Let $\varphi:A\rightarrow B$ be the morphism associated to $\phi:X\rightarrow Y$ and let $\pi:A[T]\rightarrow B$ be the surjection such that $\varphi=\pi\circ\iota$, where $\iota:A\rightarrow A[T]$ is the inclusion map. Let $\tilde{\epsilon}:A[T]\rightarrow K[T]$ be the extension of $\epsilon$ which is a surjection whose kernel is the ideal of $A[T]$ generated by $\ker(\epsilon)$. The hypothesis on $\tilde{\epsilon}$ implies that there exists a surjection $\eta:B\rightarrow k[T]$ such that $\eta\circ\pi=\tilde{\epsilon}$.

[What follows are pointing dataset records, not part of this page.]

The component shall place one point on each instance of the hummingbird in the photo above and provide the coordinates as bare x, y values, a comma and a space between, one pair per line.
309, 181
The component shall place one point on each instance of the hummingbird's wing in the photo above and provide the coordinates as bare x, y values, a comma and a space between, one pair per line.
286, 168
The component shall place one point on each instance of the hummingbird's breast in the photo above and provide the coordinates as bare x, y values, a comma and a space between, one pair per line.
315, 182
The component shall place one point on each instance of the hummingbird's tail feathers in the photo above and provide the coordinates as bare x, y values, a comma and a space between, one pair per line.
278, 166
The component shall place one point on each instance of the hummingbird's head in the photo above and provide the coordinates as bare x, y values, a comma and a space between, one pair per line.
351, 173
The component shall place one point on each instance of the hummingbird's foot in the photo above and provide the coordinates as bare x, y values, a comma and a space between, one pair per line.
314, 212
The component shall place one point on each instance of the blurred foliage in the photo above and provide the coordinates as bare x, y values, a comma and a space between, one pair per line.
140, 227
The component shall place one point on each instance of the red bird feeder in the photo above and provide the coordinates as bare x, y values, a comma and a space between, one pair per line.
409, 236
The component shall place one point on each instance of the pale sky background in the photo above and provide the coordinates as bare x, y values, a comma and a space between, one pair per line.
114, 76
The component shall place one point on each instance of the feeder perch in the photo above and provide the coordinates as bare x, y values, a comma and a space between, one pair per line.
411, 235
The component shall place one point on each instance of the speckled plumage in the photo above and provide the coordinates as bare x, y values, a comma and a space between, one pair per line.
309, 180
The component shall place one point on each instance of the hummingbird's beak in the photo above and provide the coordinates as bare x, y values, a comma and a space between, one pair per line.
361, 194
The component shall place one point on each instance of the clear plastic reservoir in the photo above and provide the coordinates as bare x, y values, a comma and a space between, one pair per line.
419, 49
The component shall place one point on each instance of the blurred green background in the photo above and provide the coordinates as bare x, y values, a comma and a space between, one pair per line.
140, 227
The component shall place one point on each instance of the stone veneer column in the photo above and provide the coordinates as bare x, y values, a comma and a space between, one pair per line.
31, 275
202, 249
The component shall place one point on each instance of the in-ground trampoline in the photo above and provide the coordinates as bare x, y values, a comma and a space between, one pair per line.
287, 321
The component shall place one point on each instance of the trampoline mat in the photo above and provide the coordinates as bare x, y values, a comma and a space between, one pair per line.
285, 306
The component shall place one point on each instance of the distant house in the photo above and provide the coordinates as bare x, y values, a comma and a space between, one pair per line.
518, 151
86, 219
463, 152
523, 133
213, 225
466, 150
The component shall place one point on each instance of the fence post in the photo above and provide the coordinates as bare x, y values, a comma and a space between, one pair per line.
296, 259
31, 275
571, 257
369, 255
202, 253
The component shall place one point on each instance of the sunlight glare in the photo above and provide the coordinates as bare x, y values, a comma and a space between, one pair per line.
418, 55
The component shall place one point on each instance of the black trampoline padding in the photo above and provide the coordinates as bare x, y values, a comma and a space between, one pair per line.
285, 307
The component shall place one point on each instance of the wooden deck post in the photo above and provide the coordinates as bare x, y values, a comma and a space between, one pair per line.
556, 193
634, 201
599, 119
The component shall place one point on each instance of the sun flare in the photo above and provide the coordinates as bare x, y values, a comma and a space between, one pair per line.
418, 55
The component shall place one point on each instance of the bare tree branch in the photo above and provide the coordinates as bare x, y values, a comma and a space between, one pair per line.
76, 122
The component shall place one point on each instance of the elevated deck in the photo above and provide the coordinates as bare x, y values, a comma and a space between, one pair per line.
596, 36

Note that $\mathfrak{m}:=\ker(\epsilon)=\{f\in A:f(\phi(x))=0\}$ is the ideal of $\{\phi(x)\}$. Therefore $\varphi(\mathfrak{m})$ generates an ideal ( $\varphi(\mathfrak{m})B$ ) whose zero zet is $\phi^{-1}(\phi(x))$ (in fact $Z(\varphi(\mathfrak{m}))=\{x'\in X:\varphi(f)(x')=0\ \forall f\in\mathfrak{m}\}=\{x'\in X:f(\phi(x'))=0\ \forall f\in\mathfrak{m}\}=\phi^{-1}(Z(\mathfrak{m}))$. ).
Then it is enough to prove that $B/\varphi(\mathfrak{m})B\cong k[T]$. Now, $\ker(\eta)=\pi(\ker(\tilde{\epsilon}))=\pi((\ker(\epsilon)))=(\varphi(\ker(\epsilon)))=\varphi(\mathfrak{m})B$ and therefore $\eta$ induces an isomorphism $B/\varphi(\mathfrak{m})B\cong k[T]$.
Sorry if this is too long!.